A esquerda que não tem ódio do liberalismo entende que o mercado não é o causador de problemas na educação, é seu solucionador. Todo nosso ensino está voltado para o mercado. Direta ou indiretamente. E muitas vezes o mercado exige mão de obra competente, inclusive do ponto de vista da competência em Humanidades e pensamento crítico. E eis que nossas escolas ficam aquém do mercado. Nisso a direita é mais realista. Mas ela também fica cega no ponto de chegada. Ela acredita que satisfazer o mercado é enfiar “ensino técnico” goela abaixo. Mas ela não entende o que é o bom ensino técnico, o verdadeiramente requisitado pelo mercado. Não percebe que a história, a geografia, o inglês e a filosofia são disciplinas tão ou mais profissionalizantes que matemática ou física. A esquerda, por sua vez, não consegue ver isso também, mas por razões ideológicas diferentes: não quer nem tocar no assunto da relação entre ensino e mercado.

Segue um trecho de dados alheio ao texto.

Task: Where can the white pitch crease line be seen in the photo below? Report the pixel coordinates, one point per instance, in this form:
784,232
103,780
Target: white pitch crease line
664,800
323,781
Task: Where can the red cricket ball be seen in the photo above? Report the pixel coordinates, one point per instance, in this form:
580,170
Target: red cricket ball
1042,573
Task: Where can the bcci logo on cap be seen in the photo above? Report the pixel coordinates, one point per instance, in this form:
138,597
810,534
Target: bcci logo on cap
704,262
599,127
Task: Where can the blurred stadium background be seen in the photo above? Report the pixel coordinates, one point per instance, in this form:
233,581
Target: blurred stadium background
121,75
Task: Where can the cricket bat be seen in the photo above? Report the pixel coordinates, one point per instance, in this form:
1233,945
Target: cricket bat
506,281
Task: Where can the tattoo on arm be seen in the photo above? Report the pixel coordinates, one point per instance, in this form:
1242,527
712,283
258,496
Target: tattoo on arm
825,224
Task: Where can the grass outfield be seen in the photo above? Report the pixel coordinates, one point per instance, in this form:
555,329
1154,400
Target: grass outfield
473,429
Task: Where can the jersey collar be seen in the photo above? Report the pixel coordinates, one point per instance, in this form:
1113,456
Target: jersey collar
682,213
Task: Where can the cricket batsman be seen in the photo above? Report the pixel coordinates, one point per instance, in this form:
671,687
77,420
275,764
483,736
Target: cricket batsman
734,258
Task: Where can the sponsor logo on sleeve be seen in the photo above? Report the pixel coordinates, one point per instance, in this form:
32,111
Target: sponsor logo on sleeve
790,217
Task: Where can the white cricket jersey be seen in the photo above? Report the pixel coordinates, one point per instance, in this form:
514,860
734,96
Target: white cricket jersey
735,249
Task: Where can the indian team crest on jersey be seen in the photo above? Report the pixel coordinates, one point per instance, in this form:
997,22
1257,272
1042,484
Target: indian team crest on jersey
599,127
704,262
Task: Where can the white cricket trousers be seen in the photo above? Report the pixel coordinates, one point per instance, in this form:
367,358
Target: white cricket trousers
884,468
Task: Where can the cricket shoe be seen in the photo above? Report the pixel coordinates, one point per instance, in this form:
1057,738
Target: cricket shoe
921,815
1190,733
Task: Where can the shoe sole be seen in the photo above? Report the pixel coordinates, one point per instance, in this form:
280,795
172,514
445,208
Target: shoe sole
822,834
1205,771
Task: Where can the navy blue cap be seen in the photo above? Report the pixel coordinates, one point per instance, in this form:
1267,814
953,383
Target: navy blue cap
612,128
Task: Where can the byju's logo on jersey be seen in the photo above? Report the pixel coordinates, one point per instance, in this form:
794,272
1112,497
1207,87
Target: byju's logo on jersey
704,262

Esquerda e direita não querem ver que em frente da minha casa existe uma locadora de vídeos que precisa de moças “com ensino médio” para trabalhar, e paga-se ali mais que o salário de um professor do ensino médio; todavia, a vaga não é preenchida. As candidatas não conseguem pronunciar o nome do filme. Elas não sabem contar a história do filme para o cliente, mesmo assistindo o filme dublado várias vezes. Elas não fazem idéia de que poderia ter havido algumas aulas de filosofia, história e literatura em que tudo aquilo que precisavam para poder entrar no mercado de trabalho poderia ter sido ensinado; elas não tiveram essa aula. Elas não tiveram esse necessário ensino técnico.